Biografie, Recensies

De neutrale toeschouwer

Elk woord ging ademhalen

Het leven van de dichter Martinus Nijhoff

Bart Slijper

Dat pas zeventig jaar na zijn dood een biografie verscheen van de veelgelezen dichter M. Nijhoff (1894-1953) sprak allerminst vanzelf. Sinds heugenis werd een dergelijk boek aangekondigd – aanvankelijk door journalist en dichter Andreas Oosthoek, later door neerlandici Gillis Dorleijn en Wiljan van den Akker – maar het kwam er nooit en dat leek terecht, want passend bij de evasieve dichter in kwestie, die enkel te vinden was in zijn poëzie (en zelfs daar niet). Nu Bart Slijper heenloopt met het been, herbevestigt hij zijn status als bekwaam biograaf van gewaardeerde dichters van een eeuw geleden. Na compacte boeken over J.C. Bloem (2007), Willem Kloos (2012) en de dichters van Tachtig (2017) portretteert hij nu de ‘belangrijkste dichter van de 20e eeuw’ (dixit de Volkskrant) in minder dan 350 pagina’s, van wieg tot graf. Dat laatste sprak evenmin vanzelf, want Kloos’ leven kapte Slijper af na diens bloei, en ook zijn groepsportret van Tachtig eindigde abrupt.

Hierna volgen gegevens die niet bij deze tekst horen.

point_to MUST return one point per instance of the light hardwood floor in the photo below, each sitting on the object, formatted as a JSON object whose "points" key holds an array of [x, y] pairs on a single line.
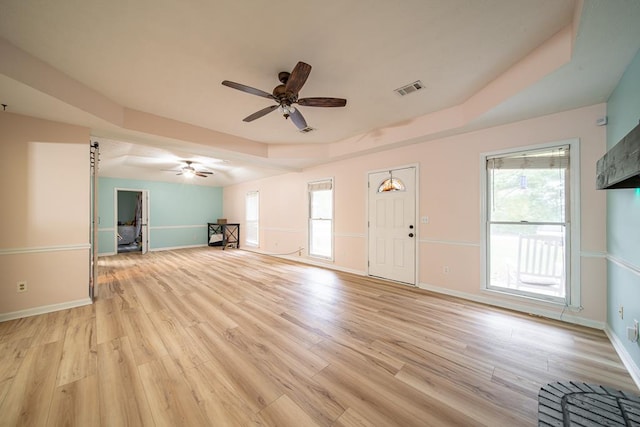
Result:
{"points": [[205, 337]]}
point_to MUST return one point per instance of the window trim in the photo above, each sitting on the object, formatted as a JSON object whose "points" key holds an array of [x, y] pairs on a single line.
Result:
{"points": [[573, 297], [320, 183], [248, 242]]}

Dat Slijper Nijhoffs leven helemaal uitvertelt, is een revisie op zich. Het standaardbeeld hakte de tweede helft ervan namelijk steevast af. Nijhoff debuteerde opzienbarend met De wandelaar (1916), bewees zijn talent met Vormen (1924) en vestigde met Nieuwe gedichten (1934) voorgoed zijn naam: crescendo culmineerde dit dichterschap binnen twee decennia in een bundel vol klassiekers – waarna de dichter het voor gezien scheen te houden. Nooit een veelschrijver geweest, bungelde het werk uit zijn laatste twee decennia er op z’n zachtst gezegd bij. De reeks ‘Voor dag en dauw’ (1935) en het verhalende ‘Het uur U’ (1936) golden als slotakkoorden waarna de meester zich, zoals Gerrit Komrij het in 1989 formuleerde, verloor in ‘tam en zichzelf parodiërend gelegenheidswerk’. Die mening werd academisch onderschreven toen Dorleijn en Van den Akker stelden dat Nijhoff na Nieuwe gedichten ‘in feite was gaan zwijgen’ en in 1995 besloten de dramatische poëzie uit hun publiekseditie van de Verzamelde gedichten te weren.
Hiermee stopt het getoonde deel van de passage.